# Gaggia New Baby 06 air lock



## alex72 (Oct 6, 2016)

Hello i have a problem with my Gaggia. I've had the machine since one year .

And reguraly it's hapeend when i start to make a coffee to have Very little jet of water.

After a lot of experiments and cleanings i find that, when i disassemble the solenoid valve cleaned it and assemble it again machine start to make normal good coffee.

but not for longer , after a week or max 10 days i need to do it again..

i'm looking for advice how to fix this problem

Thanks


----------



## JojoS (Oct 1, 2014)

Do you backflush?


----------



## alex72 (Oct 6, 2016)

Sorry for this may be very stupid question but what you mean ?


----------



## JojoS (Oct 1, 2014)

Check this out http://www.gaggiausersgroup.com/index.php?action=ezportal;sa=page;p=19


----------



## alex72 (Oct 6, 2016)

Thanks , i will try .


----------



## alex72 (Oct 6, 2016)

Hi again , i do try with backflush but after a week it is happen again


----------



## JojoS (Oct 1, 2014)

You will have to open up the boiler for manual cleaning. I suspect it is heavily scaled. A complete boiler tear down and manual descaling should keep the problem from coming back. While you are at it, clean up the 3 way solenoid as well.


----------



## alex72 (Oct 6, 2016)

Hello Jojos , I did this may be 7 months ago. I opened it was very clean and until now I use only water form a Brita jug. When i opened i polished the surface wich contact with the Gasket. Every time when the water going to be less during a making coffee I need to open the solenoid and assembled again and water start to run normal . there is no any scale in the solenoid . i noticed that when water start to run less and i press stop button there is a sound of a lot returning water to exit of the solenoid.

may be from somewhere air going inside and make an airlock but i can guess from where


----------



## ashcroc (Oct 28, 2016)

Could be a tiny hole in one of the pipes or even something as simple as the pump being on it's way out.


----------



## JojoS (Oct 1, 2014)

What ashcroc said. Please provide a clear maintenance and repair history to make it easier for us trying to help you.


----------



## Missy (Mar 9, 2016)

Brita filter is unlikely to remove sufficient scale. If your water is hard you need to descale regularly, or switch to bottled water.


----------



## alex72 (Oct 6, 2016)

at first when i met this problem i bought Full Gasket Kit , open the boiler but inside i did not found there any signs of scale . I polish the surface that is in contact with a gasket with water sand. And after that i assembly everything. After that i do open and Solenoid Valve as well clean it and put new gaskets.
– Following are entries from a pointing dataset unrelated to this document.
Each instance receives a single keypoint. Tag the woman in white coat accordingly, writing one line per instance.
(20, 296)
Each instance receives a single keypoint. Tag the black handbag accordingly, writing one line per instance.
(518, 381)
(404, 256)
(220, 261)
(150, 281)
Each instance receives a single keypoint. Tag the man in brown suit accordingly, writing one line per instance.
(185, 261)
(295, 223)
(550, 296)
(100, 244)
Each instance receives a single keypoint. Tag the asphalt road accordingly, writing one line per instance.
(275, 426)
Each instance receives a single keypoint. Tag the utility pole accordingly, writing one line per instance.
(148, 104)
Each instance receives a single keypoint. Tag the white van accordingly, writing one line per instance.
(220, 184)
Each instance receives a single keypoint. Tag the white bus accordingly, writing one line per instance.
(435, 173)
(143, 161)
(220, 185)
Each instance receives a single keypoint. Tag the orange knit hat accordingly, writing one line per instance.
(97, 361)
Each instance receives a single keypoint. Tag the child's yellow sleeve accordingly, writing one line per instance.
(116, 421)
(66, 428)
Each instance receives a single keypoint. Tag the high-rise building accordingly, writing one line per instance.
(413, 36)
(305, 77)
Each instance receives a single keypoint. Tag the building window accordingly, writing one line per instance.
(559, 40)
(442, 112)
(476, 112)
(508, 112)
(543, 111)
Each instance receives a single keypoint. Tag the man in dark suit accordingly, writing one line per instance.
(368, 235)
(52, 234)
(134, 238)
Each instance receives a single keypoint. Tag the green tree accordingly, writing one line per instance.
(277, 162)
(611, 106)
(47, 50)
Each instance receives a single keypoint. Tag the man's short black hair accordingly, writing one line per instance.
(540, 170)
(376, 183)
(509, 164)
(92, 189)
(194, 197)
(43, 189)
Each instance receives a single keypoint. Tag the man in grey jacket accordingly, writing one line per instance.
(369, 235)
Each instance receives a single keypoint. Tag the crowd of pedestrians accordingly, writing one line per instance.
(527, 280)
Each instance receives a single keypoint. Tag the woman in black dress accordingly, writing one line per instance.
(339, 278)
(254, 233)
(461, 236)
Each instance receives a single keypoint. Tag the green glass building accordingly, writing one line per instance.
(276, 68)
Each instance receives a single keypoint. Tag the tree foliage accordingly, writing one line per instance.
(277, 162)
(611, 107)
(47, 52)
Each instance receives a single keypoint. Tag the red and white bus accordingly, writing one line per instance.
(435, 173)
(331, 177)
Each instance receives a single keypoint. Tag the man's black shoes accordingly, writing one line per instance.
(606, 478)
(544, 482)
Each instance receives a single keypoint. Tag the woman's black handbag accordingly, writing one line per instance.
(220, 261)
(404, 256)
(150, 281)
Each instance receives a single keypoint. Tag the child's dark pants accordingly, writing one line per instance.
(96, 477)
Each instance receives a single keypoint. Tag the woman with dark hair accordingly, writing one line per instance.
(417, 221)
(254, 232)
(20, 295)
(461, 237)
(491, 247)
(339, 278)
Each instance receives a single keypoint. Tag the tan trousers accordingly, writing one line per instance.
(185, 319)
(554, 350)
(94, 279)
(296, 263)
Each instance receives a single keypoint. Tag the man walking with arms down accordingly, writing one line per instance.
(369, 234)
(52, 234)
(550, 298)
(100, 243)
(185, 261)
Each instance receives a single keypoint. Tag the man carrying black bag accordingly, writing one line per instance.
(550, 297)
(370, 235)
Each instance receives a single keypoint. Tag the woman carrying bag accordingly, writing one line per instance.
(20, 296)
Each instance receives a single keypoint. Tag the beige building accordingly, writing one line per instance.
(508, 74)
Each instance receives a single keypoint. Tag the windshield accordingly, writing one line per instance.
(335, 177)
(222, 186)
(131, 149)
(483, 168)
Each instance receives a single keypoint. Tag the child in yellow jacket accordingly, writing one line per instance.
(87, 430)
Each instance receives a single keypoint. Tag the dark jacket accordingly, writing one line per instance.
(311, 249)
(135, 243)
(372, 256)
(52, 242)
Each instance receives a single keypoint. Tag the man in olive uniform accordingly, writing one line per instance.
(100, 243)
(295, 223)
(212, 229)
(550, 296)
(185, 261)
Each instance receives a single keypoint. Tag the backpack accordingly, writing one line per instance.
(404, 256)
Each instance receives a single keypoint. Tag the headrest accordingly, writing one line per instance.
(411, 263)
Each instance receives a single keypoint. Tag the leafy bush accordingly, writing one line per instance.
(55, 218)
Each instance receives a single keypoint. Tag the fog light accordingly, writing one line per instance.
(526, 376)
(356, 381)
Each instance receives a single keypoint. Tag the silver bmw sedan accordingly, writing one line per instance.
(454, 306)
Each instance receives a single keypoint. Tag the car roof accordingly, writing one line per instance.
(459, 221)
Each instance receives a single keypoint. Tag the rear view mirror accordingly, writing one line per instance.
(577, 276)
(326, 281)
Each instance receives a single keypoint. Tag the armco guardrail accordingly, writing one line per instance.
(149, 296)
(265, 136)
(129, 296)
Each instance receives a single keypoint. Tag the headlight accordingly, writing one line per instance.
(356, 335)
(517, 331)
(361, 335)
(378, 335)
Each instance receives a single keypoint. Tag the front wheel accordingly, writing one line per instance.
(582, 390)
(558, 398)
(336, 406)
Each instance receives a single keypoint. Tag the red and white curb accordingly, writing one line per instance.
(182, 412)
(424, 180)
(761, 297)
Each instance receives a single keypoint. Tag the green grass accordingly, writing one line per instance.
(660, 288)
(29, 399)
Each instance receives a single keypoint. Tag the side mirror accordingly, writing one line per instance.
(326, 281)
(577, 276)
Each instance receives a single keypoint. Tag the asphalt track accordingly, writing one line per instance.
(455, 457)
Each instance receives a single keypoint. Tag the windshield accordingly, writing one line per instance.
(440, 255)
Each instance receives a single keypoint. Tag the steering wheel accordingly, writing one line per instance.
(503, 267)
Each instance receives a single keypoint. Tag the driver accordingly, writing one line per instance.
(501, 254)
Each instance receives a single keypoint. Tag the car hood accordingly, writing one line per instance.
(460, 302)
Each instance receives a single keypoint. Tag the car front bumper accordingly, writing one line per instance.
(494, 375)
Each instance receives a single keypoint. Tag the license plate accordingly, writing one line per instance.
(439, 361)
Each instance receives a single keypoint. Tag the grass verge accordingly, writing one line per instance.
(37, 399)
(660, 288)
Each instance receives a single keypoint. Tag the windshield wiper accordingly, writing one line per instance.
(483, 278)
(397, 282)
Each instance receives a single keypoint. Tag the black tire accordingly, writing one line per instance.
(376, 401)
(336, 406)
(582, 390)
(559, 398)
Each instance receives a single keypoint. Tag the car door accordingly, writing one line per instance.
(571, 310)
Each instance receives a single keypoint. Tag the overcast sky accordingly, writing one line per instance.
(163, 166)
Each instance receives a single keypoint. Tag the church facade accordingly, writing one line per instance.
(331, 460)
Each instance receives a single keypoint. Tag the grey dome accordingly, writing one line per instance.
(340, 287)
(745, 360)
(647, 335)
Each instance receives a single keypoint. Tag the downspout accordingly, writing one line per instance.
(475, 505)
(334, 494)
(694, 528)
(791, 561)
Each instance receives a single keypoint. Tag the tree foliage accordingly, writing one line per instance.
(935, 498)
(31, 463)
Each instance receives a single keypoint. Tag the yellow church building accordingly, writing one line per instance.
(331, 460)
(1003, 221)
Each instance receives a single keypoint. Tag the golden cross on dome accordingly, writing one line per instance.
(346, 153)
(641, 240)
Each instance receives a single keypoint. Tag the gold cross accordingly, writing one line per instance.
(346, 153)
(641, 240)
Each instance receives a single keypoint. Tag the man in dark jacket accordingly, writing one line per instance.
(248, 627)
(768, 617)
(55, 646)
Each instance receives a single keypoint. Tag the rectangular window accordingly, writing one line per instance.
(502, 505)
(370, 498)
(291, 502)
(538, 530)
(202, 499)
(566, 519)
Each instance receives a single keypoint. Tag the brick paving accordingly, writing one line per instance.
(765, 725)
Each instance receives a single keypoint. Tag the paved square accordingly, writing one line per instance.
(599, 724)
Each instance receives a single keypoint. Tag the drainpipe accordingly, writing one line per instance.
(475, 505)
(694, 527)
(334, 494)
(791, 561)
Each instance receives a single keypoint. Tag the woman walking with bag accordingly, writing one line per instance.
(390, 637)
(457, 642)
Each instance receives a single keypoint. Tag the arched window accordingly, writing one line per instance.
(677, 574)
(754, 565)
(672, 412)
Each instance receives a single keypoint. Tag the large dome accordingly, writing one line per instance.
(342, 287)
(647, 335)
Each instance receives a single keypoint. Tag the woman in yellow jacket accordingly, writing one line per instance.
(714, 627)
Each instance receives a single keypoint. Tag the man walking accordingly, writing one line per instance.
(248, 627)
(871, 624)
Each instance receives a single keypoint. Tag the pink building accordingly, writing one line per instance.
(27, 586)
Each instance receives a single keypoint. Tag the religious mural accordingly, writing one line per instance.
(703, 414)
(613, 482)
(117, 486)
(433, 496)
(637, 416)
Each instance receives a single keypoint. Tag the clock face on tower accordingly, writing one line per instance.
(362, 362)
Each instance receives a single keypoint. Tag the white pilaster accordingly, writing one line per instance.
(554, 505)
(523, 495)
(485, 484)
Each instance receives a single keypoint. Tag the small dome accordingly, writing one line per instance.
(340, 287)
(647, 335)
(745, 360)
two weeks ago i did flushback as you told me but this problem it's happening again.

i am pretty sure that is formed airlock in solenoid because when water jet going to be less and i press making coffee stop button i can hear same sound like when i do backflush a lot water going back through solenoid which is sign for a lot pressure in after solenoid part or in it .

there is no any sign of leaking of water anywhere

I'm just not sure of one thing ...Faucet . is there any chance air to goes inside through Faucet and if yes is it possible to make airlock in the solenoid ?


----------



## JojoS (Oct 1, 2014)

Best guess is the solenoid valve is not aligned and best replaced.


----------